The Islanders' final shot on goal came with 5:49 remaining. They managed four shot attempts the rest of the way, one after goalie Semyon Varlamov was pulled for an extra skater with 1:49 left.
The Lightning had three shots on goal and eight shot attempts in the final 5:49.
"It's everyone buying into the system," Stamkos said. "We know what our job is. We talk about in between the second and third. We have a one-goal lead going into the third period of a playoff game, we know what we have to do and we've done it time and time again. It's great to see, but this group is comfortable in these situations.
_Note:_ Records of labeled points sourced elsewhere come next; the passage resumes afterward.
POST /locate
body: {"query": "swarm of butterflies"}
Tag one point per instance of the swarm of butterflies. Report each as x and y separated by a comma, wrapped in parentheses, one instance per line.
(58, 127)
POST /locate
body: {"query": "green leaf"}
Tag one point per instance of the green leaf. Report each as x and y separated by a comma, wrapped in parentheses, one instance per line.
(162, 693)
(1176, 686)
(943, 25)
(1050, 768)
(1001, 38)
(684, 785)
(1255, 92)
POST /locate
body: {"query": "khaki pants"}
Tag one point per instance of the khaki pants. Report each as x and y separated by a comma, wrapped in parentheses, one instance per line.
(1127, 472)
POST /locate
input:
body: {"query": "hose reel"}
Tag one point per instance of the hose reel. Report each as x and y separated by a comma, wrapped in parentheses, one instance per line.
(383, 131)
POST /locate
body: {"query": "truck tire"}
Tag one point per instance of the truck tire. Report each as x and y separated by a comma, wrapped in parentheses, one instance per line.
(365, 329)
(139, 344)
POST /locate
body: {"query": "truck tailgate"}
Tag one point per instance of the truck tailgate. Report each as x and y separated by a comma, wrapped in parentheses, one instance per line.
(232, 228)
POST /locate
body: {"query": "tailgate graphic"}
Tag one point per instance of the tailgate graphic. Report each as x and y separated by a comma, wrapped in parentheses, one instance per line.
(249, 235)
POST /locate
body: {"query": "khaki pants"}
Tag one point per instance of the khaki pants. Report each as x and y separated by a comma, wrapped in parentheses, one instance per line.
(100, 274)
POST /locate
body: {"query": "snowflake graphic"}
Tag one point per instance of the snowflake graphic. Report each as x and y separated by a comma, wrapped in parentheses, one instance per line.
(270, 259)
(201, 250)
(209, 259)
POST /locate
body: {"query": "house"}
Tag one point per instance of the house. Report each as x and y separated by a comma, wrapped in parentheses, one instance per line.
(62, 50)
It's the semifinals, this time of the year it's guys doing whatever it takes to win. That's the most important thing. When you have a complete buy-in, you get results like we're getting right now."
The Lightning won the Stanley Cup playing at neutral sites last season, so road games weren't part of the process. But in 2019, when they were swept in the Eastern Conference First Round by the Columbus Blue Jackets, they lost the road games 3-1 and 7-3.

It was a hard lesson after the Lightning had success on the road reaching the Stanley Cup Final in 2015 and the conference final in 2016 and 2018. They were 18-10 on the road but were eliminated in 2015 and 2016 with road losses and failed to reach the Cup Final in 2018 when they lost Game 6 at the Washington Capitals before losing Game 7 at home.
"They've found a recipe," Cooper said. "It took us some time. There's ups and downs. Prior to 2020 everybody witnessed them. There is a true belief of what needs to be done. There is a recipe to it, and when they adhere to the plan, the players have to execute it and those are the guys that go out there and do it. They understand there is a process to everything. It's process over outcome, and if you stick with it good things will usually happen, and they've done that."